Al oír aquello, todos corrieron abajo, hacia el mostrador de recepción.

—¡Oh! ¡Se ha ido! —Exclamó con desencanto Holly que, sin apenas respirar, preguntó al conserje—: ¿A dónde se ha ido el señor Cara-Peluda?

El conserje, un hombre observador, les dijo que el individuo de la barba había firmado en el libro de registro como señor Julio Bart, pero que, al ver que Sue y Holly le miraban fijamente, recogió su equipaje y se marchó a toda prisa.

El señor Hollister comunicó inmediatamente con la policía para decir que uno de los sospechosos estaba en aquella población.

—La policía pasará por todos los hoteles de Helsingor —explicó el señor Hollister, al colgar el auricular.

Aquella noche, antes de cenar, Pete telefoneó de nuevo a la policía para saber si habían localizado ya al señor Bart. No había habido suerte. El fugitivo, sabiendo que se le había visto, probablemente saldría de la ciudad, e iría a esconderse a algún lugar campestre.

Mientras saboreaban lentamente el postre, Pam dijo que tenía una idea. Por lo visto era fácil que los ladrones estuvieran en Helsingor y en tal caso podrían estar haciendo planes para robar algún barquito miniatura, de los más grandes.

—Pero ¿tú crees que saben cuál es el barquito de que quieren apoderarse? —preguntó la madre.

De eso Pam no podía estar segura. Después de pensar un rato, dijo que se le había ocurrido otra idea que podía dar buen resultado. ¿Y si telefoneaban a Karen a Copenhague y le pedían que buscase, en las bibliotecas de la capital, información sobre los barcos miniatura de Dinamarca?

—Puede que haya algún libro antiguo que hable de un tesoro escondido en uno de esos barquitos —reflexionó la niña.

—Está bien, hijita. Puedes telefonear, como dices —repuso la madre.

Pam corrió al teléfono y al poco, volvió, muy sonriente. Karen había prometido pasarse el resto de la tarde buscando libros donde hablasen de barquitos miniatura.

—¡Zambomba! —dijo Pete, admirativo—. ¿Cómo no se nos habría ocurrido antes una cosa así?

Cuando acabaron toda la cena era ya tarde y la señora Hollister decidió que los niños debían acostarse para poder levantarse temprano y visitar por la mañana el castillo Kronborg.

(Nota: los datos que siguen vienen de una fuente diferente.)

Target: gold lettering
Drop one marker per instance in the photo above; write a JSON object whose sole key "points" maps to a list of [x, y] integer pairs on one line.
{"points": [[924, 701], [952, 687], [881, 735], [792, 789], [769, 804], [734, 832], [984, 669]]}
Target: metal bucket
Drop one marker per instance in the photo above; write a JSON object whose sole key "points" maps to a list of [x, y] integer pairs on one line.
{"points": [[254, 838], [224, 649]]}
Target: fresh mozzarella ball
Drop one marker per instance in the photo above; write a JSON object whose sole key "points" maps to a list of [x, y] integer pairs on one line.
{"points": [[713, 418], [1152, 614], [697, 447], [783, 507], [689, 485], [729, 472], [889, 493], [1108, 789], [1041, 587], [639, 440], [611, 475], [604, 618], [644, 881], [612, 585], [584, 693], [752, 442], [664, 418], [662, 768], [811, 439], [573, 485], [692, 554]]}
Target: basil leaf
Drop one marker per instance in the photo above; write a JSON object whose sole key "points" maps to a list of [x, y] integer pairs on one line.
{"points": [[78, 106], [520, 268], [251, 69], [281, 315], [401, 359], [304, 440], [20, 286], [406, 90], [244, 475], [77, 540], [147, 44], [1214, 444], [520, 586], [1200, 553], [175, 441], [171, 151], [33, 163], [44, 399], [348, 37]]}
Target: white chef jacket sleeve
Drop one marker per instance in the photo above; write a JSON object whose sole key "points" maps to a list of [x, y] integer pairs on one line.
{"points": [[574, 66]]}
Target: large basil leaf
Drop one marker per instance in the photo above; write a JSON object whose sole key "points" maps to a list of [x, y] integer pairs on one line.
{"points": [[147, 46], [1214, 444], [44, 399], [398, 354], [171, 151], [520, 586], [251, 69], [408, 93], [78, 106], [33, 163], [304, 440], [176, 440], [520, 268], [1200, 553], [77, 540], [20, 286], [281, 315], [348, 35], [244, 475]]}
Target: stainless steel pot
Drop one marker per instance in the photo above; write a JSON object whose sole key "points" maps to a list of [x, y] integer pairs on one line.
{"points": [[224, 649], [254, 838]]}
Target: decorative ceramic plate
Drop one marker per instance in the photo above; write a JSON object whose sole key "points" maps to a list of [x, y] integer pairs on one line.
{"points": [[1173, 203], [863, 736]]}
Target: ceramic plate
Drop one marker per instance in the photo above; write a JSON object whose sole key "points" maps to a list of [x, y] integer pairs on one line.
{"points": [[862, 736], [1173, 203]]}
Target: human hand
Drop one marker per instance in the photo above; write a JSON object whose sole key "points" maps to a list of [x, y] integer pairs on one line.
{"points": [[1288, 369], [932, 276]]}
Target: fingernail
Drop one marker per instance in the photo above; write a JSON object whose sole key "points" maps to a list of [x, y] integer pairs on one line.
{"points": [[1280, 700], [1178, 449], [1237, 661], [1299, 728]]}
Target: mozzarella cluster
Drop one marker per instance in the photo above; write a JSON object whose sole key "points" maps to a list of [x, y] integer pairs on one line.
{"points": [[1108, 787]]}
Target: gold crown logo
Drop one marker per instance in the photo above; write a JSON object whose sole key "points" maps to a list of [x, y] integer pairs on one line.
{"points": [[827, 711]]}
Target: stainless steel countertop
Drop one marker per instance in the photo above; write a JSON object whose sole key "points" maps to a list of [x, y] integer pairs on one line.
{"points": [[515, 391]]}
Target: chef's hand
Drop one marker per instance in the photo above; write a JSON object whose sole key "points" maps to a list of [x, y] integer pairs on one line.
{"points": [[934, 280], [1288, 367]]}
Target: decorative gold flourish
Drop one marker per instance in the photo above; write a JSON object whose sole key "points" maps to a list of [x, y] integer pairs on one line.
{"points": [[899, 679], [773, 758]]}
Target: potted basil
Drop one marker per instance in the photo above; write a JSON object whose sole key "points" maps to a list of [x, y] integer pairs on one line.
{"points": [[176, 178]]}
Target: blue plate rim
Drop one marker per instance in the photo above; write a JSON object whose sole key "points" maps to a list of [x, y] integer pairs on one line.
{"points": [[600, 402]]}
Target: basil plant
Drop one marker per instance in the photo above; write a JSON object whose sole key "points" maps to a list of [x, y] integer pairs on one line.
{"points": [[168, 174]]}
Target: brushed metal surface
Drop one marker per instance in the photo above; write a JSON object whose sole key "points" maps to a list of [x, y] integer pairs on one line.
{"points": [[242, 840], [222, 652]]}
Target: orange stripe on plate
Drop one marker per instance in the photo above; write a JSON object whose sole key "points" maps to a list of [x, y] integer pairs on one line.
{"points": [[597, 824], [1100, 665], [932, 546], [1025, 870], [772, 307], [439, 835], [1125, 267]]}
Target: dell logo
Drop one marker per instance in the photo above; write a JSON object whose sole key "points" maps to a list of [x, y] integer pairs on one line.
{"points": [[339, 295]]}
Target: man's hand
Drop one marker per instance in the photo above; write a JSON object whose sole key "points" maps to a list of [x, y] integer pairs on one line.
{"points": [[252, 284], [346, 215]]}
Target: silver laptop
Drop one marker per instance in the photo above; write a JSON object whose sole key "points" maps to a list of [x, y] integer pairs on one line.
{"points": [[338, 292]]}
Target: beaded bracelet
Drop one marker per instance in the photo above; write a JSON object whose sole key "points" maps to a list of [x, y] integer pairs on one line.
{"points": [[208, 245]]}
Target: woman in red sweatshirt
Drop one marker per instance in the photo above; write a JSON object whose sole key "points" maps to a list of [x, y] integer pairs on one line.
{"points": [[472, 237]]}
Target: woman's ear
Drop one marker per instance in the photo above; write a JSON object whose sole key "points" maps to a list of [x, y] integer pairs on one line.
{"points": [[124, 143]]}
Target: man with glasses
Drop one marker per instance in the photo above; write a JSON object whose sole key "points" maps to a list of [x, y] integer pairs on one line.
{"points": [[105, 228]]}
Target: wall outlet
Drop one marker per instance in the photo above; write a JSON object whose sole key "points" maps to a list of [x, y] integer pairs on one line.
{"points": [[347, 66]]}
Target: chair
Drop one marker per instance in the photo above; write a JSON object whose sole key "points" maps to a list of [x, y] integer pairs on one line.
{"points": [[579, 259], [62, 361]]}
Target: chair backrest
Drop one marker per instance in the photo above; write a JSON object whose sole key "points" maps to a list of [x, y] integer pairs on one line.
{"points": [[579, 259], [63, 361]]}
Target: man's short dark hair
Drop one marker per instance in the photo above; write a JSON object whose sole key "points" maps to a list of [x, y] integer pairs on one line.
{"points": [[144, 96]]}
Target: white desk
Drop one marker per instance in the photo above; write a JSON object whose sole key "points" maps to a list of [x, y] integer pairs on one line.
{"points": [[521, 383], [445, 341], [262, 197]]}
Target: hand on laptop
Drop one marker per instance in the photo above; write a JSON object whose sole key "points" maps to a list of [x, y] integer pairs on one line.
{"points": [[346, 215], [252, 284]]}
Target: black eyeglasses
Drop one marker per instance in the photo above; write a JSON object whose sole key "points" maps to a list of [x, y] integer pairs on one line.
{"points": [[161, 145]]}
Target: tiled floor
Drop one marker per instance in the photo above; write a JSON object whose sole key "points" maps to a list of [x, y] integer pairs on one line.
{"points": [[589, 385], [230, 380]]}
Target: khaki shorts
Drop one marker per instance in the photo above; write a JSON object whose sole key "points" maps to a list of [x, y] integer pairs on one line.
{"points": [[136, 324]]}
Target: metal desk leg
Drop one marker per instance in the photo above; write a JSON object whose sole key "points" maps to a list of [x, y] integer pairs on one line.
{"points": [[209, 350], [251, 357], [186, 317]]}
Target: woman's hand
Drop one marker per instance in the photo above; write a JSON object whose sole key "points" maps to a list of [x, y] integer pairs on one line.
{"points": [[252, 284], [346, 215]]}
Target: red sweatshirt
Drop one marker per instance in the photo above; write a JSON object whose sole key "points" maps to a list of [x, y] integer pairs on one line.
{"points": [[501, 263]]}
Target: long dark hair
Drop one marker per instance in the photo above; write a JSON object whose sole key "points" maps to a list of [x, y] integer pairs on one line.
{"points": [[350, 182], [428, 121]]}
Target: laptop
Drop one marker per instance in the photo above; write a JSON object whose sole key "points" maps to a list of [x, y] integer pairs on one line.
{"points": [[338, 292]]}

Después de desayunar la familia marchó a pie hacia el castillo, que estaba a poca distancia de la hospedería. Pete y Ricky iban delante, ansiosos de ver los fosos que rodeaban la antigua fortaleza. La luz del sol brillaba sobre las aguas, donde cuatro cisnes blancos nadaban airosamente. Pete fue el primero en llegar al puente que se extendía sobre el foso y saltó a la baranda de piedra para poder contemplar mejor los cisnes. Ricky le siguió de cerca.

Pero ver a los cisnes no resultaba demasiado emocionante para el pelirrojo, que en seguida llamó:

—¡Ven, Pete! ¡Vamos a hacer un juego! Tú eras el defensor del castillo y yo estaba intentando echarte.

Pete sabía bien que no debían enzarzarse en operaciones guerreras, encontrándose en un lugar tan poco seguro.

—Muy bien, Ricky. Pero espera que saltemos al suelo.

Sin embargo, Ricky ya había dado principio al juego y corrió hacia su hermano con la cabeza inclinada, para aferrarle con ambos brazos por la cintura. Pete perdió el equilibrio. Una expresión de miedo brilló en sus ojos cuando se vio tambaleándose hacia las aguas.

Unos instantes después los dos muchachitos saltaban por los aires para precipitarse en las aguas del foso con un gran chapoteo.